Q: Despite this risk, you were an advocate of this covert action. But perhaps you yourself desired this Soviet entry into war and looked to provoke it?
B: It isn't quite that. We didn't push the Russians to intervene, but we knowingly increased the probability that they would.
Q: When the Soviets justified their intervention by asserting that they intended to fight against a secret involvement of the United States in Afghanistan, people didn't believe them. However, there was a basis of truth. You don't regret anything today?
B: Regret what? That secret operation was an excellent idea. It had the effect of drawing the Russians into the Afghan trap and you want me to regret it? The day that the Soviets officially crossed the border, I wrote to President Carter: We now have the opportunity of giving to the USSR its Vietnam war. Indeed, for almost 10 years, Moscow had to carry on a war unsupportable by the government, a conflict that brought about the demoralization and finally the breakup of the Soviet empire.
Q: And neither do you regret having supported the Islamic [intigrisme], having given arms and advice to future terrorists?
B: What is most important to the history of the world? The Taliban or the collapse of the Soviet empire? Some stirred-up Moslems or the liberation of Central Europe and the end of the cold war?
Q: Some stirred-up Moslems? But it has been said and repeated: Islamic fundamentalism represents a world menace today.

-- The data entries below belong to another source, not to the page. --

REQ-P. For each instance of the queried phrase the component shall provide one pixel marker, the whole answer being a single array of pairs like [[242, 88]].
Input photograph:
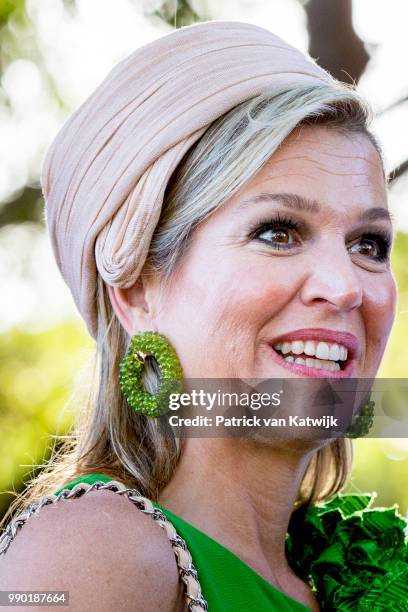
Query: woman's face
[[290, 253]]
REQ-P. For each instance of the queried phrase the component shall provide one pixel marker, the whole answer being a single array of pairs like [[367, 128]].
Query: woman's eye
[[278, 236], [374, 246], [278, 233]]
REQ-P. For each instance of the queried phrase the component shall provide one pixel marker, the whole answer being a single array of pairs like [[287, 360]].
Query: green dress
[[228, 584]]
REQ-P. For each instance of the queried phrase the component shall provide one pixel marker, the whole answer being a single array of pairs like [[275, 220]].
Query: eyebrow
[[300, 203]]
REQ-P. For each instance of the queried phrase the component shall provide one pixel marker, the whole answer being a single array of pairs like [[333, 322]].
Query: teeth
[[297, 347], [310, 347], [321, 350], [319, 364], [286, 347], [334, 352]]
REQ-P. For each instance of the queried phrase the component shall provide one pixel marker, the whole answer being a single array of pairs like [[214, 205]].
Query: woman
[[222, 190]]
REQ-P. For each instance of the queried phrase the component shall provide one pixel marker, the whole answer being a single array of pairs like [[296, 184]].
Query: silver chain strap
[[187, 571]]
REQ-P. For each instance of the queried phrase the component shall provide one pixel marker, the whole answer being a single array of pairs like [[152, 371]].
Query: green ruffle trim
[[355, 557]]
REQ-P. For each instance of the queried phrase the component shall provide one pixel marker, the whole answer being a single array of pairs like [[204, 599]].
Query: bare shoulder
[[102, 549]]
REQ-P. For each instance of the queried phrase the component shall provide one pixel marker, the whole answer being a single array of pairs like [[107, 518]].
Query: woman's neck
[[241, 493]]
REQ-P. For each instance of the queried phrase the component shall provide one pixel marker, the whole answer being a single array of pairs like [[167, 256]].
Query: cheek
[[381, 301]]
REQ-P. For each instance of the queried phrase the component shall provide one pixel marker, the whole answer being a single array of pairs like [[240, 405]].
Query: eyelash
[[381, 238]]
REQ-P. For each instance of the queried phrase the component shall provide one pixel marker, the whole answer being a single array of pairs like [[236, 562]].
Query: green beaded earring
[[362, 423], [142, 345]]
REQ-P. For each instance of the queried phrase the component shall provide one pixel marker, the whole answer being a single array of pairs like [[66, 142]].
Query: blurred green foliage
[[37, 371]]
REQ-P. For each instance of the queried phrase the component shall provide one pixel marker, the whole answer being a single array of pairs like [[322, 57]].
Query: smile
[[311, 356]]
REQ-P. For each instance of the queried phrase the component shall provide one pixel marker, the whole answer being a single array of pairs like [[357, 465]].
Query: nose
[[333, 280]]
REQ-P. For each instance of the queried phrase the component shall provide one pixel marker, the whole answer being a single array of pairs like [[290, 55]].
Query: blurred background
[[53, 53]]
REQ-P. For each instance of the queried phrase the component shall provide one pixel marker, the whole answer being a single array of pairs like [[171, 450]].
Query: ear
[[132, 307]]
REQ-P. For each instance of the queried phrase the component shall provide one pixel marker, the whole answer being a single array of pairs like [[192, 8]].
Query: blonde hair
[[107, 437]]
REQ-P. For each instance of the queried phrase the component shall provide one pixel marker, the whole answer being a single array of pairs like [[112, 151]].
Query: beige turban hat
[[105, 174]]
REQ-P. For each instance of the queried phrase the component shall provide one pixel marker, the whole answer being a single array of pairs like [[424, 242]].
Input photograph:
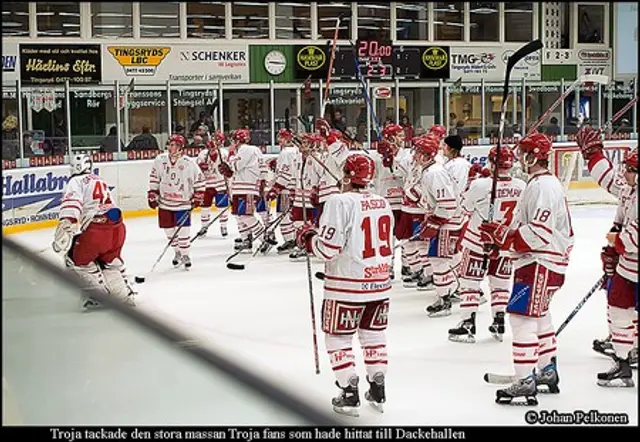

B: Nonsense! It is said that the West had a global policy in regard to Islam. That is stupid. There isn't a global Islam. Look at Islam in a rational manner and without demagoguery or emotion. It is the leading religion of the world with 1.5 billion followers. But what is there in common among Saudi Arabian fundamentalism, moderate Morocco, Pakistan militarism, Egyptian pro-Western or Central Asian secularism? Nothing more than what unites the Christian countries.